Actress Doris Day Dies Aged 97
Doris Day, whose wholesome screen presence stood for a time of innocence in films in the 1960s, has died aged 97.
The actor died early on Monday at her home in Carmel Valley, California, surrounded by close friends, the Doris Day Animal Foundation confirmed.
"Day had been in excellent physical health for her age, until recently contracting a serious case of pneumonia, resulting in her death," the foundation said in an emailed statement.
The foundation also said she requested "no funeral or memorial service and no grave marker".
The honey-voiced singer and actor whose film dramas, musicals and innocent sex comedies made her a top star in the 1950s and 1960s was among the most popular screen actresses in history.
With her lilting contralto and beauty, she was a top box office draw and recording artist known for such films as Pillow Talk and for such songs as 'Whatever Will Be, Will Be (Que Sera, Sera)' from the Alfred Hitchcock film The Man Who Knew Too Much.
AE Hotchner, who collaborated with Day on her memoir, said she had a "sweet and sour" existence.
"She was such a positive, absolutely enchanting woman," he told The Associated Press. "And she was so loved."
Paul McCartney, a friend, called Day "a true star in more ways than one".
"Visiting her in her Californian home was like going to an animal sanctuary where her many dogs were taken care of in splendid style," he said in a statement.

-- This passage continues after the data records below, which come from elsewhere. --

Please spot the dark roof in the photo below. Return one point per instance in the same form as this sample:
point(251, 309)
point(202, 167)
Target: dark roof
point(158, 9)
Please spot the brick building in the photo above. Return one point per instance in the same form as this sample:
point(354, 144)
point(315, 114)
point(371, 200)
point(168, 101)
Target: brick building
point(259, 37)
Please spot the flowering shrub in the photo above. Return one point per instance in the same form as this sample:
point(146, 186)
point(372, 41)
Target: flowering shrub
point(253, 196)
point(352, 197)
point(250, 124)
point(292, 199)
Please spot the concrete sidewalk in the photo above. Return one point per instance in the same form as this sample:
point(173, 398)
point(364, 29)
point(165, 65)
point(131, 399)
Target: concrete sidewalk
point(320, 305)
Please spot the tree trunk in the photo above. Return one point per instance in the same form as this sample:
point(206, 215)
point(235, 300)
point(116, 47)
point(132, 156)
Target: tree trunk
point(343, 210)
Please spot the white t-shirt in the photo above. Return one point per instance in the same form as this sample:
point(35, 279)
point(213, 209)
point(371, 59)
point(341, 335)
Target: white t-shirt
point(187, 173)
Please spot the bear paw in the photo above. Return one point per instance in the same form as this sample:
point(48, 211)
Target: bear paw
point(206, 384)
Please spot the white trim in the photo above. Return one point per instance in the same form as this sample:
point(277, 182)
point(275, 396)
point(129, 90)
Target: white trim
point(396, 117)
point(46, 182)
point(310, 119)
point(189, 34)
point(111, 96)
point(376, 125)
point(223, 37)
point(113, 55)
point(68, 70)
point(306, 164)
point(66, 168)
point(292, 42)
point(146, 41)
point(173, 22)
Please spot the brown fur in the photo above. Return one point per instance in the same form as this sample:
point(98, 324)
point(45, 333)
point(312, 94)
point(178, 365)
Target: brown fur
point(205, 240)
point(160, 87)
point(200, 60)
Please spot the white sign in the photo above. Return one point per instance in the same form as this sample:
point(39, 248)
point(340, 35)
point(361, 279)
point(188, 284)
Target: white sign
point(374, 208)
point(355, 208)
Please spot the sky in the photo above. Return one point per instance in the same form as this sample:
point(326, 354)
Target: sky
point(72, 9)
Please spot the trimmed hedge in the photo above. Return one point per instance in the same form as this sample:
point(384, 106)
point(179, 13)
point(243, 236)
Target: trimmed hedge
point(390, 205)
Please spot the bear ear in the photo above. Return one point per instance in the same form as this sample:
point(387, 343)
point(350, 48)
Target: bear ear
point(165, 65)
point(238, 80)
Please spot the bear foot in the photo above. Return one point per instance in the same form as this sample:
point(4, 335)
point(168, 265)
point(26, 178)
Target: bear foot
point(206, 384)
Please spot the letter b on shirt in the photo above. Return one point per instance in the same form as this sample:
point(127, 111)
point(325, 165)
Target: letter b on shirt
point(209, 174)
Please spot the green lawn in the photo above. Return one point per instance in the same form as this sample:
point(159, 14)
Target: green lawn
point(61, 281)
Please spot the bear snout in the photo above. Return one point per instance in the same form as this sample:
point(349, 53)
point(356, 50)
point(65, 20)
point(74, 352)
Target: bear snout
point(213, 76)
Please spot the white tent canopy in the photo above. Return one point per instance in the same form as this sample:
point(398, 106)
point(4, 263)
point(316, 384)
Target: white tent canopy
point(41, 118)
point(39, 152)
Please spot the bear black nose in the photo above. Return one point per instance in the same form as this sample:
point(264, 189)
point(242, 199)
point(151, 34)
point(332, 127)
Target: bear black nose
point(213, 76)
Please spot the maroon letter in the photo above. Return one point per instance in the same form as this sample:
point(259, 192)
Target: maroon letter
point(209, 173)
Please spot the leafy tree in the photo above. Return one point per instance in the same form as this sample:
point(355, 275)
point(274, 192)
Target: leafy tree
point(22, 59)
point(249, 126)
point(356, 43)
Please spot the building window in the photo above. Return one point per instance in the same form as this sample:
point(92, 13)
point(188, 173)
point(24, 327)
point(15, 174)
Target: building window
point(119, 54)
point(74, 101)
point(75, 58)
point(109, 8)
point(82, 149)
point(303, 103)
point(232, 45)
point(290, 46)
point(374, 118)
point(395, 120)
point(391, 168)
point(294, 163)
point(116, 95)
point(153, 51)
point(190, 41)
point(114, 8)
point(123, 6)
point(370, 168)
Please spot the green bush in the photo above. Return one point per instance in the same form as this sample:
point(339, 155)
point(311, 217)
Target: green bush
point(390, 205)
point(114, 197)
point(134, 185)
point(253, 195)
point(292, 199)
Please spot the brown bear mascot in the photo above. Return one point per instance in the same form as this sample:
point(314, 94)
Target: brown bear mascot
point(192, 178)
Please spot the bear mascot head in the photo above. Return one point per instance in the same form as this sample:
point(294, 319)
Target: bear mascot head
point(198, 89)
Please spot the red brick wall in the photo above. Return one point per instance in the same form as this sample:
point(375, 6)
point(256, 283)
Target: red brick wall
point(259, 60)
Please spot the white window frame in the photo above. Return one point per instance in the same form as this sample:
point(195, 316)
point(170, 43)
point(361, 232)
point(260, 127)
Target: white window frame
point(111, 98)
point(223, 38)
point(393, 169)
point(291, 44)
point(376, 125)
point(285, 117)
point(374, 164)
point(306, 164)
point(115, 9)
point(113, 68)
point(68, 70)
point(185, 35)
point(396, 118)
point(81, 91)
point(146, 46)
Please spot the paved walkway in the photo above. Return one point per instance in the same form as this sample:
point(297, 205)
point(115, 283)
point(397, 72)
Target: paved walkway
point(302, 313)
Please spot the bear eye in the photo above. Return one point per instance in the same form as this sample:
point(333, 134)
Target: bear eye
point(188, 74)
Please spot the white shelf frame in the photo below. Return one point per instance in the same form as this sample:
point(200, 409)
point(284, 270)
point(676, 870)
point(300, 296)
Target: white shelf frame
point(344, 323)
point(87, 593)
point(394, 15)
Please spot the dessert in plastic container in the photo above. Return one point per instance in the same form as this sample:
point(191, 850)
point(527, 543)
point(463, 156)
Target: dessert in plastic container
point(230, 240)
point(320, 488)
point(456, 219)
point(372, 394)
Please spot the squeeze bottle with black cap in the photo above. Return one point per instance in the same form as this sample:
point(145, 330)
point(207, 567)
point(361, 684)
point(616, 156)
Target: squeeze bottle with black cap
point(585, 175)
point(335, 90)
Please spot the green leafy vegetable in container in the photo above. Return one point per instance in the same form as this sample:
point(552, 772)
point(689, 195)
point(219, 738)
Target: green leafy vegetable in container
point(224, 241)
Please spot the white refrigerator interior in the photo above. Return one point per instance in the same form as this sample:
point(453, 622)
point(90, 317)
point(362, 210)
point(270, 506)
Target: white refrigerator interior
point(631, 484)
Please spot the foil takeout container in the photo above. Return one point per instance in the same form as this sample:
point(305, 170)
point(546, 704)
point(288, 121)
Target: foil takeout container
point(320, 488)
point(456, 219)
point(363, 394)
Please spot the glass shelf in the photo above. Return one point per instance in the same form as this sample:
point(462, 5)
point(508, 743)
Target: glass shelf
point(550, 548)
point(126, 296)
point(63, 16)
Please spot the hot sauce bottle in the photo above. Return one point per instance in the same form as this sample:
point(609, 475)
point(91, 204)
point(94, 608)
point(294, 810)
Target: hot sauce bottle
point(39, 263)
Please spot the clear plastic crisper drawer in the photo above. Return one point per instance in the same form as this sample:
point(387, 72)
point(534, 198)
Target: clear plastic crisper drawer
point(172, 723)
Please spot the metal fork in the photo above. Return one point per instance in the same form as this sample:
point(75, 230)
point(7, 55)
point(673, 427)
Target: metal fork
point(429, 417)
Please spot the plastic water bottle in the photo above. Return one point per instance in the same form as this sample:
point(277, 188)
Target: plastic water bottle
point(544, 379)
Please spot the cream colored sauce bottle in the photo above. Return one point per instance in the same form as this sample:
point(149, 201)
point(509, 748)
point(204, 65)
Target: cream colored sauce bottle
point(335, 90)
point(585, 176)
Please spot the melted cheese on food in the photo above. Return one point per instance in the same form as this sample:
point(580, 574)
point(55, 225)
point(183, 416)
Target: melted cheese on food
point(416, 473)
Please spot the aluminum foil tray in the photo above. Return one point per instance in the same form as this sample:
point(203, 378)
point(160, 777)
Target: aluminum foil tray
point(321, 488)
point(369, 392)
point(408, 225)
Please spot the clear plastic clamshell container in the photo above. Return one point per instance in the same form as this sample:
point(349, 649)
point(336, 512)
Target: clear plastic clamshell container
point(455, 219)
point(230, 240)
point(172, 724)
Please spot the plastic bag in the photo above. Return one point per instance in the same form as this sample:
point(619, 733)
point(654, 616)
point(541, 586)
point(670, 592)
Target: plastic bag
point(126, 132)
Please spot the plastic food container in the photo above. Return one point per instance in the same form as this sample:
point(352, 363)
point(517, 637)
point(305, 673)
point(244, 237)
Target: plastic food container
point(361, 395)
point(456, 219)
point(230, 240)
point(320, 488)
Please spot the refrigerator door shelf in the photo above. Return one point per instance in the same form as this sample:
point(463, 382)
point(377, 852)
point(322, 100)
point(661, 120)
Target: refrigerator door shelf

"She had a heart of gold and was a very funny lady who I shared many laughs with."
Her 1976 tell-all book, Doris Day: Her Own Story, chronicled her money troubles and three failed marriages.
"I have the unfortunate reputation of being Miss Goody Two-Shoes, America's Virgin, and all that, so I'm afraid it's going to shock some people for me to say this, but I staunchly believe no two people should get married until they have lived together," she wrote.
She never won an Academy Award, but Day was given a Presidential Medal of Freedom in 2004.
In recent years she spent much of her time advocating for animal rights.
Born to a music teacher and a housewife, she had dreamed of a dance career, but at age 12 her leg was badly broken in an accident.
Listening to the radio while recuperating, she began singing along with Ella Fitzgerald, and later began singing in a Cincinnati radio station, then a local nightclub, then in New York.
A bandleader changed her name to Day, after the song 'Day After Day', to fit it on a marquee.
Singing at a Hollywood party in 1947 led to early stardom and after a stint at Warner Bros, Day won the best notices of her career with Love Me Or Leave Me in 1955.
She followed with another impressive film, Hitchcock's The Man Who Knew Too Much and the 1958 comedy Teacher's Pet.
But she found her greatest success in slick, stylish sex comedies, beginning with her Oscar-nominated role in Pillow Talk.